Oh, both, definitely. The basic trend is that there are just more homeschoolers, period. So, of course, there are more who'd like to use public school services of various kinds and there are more who've never been to school and never intend to go. I get a bit testy about some of the more experienced homeschoolers who complain about all the new homeschoolers who "aren't like we were" and worry that they're somehow ruining the homeschooling movement. I'm not going to fault anyone just getting started for not having as much experience or information as I do after seven years of homeschooling - I'm going to share the information I have and make sure they become aware of the whole range of possibilities open to them. Beyond that, we have to let people make their own choices.
There are a lot of weighty social issues facing homeschoolers (and all parents) these days as part of Goals 2000 and similar programs: business interests influencing education, a push for reliance on educational goals and standards, school-to-work programs. Can you talk about a few of these - which ones concern you the most, and why, and what we as homeschooling parents can do?
I don't feel terribly threatened by specific programs like Goals 2000 and School-to-Work - the school system has a remarkable capacity to assimilate and neutralize reform efforts.
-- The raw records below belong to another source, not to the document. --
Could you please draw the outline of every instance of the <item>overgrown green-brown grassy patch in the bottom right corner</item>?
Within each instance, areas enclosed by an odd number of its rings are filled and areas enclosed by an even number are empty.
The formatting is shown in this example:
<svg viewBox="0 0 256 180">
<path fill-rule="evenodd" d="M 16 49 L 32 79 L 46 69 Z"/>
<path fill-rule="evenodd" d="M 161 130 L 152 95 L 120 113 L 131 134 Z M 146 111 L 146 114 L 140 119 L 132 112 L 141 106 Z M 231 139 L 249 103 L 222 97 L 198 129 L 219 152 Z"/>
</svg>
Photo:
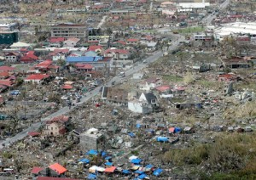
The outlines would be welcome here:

Certainly they bear watching, though. I think they will ultimately prove futile because they're solutions aimed at the wrong problems, but the attempts to implement them will cause a lot of unnecessary damage.
Most of this comes from business, which is not at all new, of course. Much of the impetus behind the common school movement in the nineteenth century was industry looking for factory workers who would be punctual, obedient, and tolerant of boring, repetitious work. It's amazing - if you read criticisms of schools from the turn of the century, lots of it is exactly what you hear today: kids know less than they used to, standards have declined, morals are nonexistent, and so on. Business keeps asking for the same reforms and keeps getting the same lack of results. I'd dearly love to hear people talk about education as good for something besides getting a good job and "making America competitive again." If we actually valued children and learning for themselves, we might see some real change.
But I think a lot of homeschoolers get into this fear-based mindset and see threats in proposals that won't go anywhere anyway. It's almost as though they feel there's something abnormal or odd about the fact that they homeschool, and they overcompensate by getting defensive. Our best defense is to be open and upfront - instead of talking about how there's nothing wrong with homeschooling, we should be talking about all the ideas homeschoolers have to offer traditional educators, ideas which could vastly improve schools for that ninety percent of American kids who are and will continue to be schoolkids.
Mary, what do you consider the most important skills we as parents can instill in our children to help them face an increasingly complex world?
Curiosity. Tenacity. And a killer sense of humor.
The homeschooled teens I've met at our California conferences are terrific examples of this. They're eager and curious and capable - they ask questions, and jump into things, and ask more questions. They're the kind of people who aren't afraid of the unfamiliar, who dig into finding out what's what, who are willing to work hard to do what they think needs doing. They're people I'm going to like having around for the next few decades - I expect really interesting things from them.